Poi per unico cibo ricorrevamo al lito del mare, raccogliendo buovoli e pantalene, delle quali poca quantità si trovava: con quelli si mitigava alquanto la nostra rabbiosa fame.
Eramo tredici sotto un coperto e tre sotto un altro, giacendo parte sopra la neve e parte sedendo; ci scaldavamo ad assai debole e fumoso fuoco, peroché dalla pegola bagnata procedeva tanto fumo dai detti legni ch'appena lo potevamo tolerare, e gli occhi nostri e il volto s'enfiorono di sorte che dubitassimo di perder la vista. Ma peggio che noi eravamo carghi e pieni di vermenezzo di pedocchi, ch'a pugnate li gettavamo nel fuoco, e tra gli altri sopra il collo d'uno mio scrivanello ne viddi tanti che gli avevano rosa la carne fino alli nervi, e stimo che fossero potissima cagione della sua morte.
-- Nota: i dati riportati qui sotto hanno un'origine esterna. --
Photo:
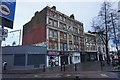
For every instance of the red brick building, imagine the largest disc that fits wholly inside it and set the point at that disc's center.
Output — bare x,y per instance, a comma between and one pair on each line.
63,35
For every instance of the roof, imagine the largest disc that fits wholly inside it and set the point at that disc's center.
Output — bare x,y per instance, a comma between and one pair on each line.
24,50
Essendo in tale misero stato tre degl'infortunati compagni, di nazion spagnuola, uomini robusti e ben formati, spirorono di questa vita, credo per il bere dell'acqua del mare. E per esser noi tredici che eravamo rimasi deboli e impotenti, non li potevamo rimover dal fuoco, sí che tre giorni e notti vi stettero: pur con difficultà li mettemmo fuori del coperto nostro, il quale poco ne difendeva.
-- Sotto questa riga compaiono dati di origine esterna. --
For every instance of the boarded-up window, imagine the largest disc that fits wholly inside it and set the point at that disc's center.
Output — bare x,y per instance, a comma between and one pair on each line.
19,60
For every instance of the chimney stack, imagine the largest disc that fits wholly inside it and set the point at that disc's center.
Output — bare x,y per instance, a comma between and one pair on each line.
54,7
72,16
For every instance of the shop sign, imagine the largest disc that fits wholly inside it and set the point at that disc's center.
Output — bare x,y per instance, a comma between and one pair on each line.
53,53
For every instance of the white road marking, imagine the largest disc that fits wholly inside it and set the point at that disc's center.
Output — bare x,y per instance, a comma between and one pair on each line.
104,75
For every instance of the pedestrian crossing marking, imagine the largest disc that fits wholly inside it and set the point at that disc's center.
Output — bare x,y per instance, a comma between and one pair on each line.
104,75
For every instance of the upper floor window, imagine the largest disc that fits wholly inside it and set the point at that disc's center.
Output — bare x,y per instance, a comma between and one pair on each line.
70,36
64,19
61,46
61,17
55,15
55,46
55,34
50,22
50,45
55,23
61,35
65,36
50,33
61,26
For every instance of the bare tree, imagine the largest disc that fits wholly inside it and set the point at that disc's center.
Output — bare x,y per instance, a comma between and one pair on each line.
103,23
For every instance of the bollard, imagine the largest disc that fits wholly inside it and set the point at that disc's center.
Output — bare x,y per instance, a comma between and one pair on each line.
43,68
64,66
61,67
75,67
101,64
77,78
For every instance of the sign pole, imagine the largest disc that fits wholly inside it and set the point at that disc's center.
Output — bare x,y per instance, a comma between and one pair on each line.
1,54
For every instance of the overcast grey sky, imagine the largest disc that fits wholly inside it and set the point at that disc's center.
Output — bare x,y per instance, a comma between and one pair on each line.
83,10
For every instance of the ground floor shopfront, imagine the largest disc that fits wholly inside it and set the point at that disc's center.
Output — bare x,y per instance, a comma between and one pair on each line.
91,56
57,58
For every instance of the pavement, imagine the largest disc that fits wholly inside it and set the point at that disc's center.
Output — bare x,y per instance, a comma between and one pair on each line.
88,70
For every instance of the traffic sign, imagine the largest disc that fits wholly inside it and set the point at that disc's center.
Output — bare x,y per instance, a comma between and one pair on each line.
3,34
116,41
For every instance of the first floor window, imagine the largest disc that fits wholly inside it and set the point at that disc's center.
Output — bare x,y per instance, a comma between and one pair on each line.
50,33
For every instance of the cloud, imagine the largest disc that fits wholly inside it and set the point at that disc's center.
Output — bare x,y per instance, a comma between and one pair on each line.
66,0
In capo di undici giorni, andando il mio servitor a raccoglier delle pantalene, perché altro non era il cibo nostro, avenne che nell'estrema parte del scoglio trovò una casetta fatta di legnami al lor modo, e intorno di quella e dentro vi era sterco di bove, sí che chiaro si conosceva da nuovo esservi stati animali di quella sorte, e che gente umana vi praticasse: la qual cosa ne dette non poca speranza, per il che terminammo d'andarvi per trovar riparo e coperto.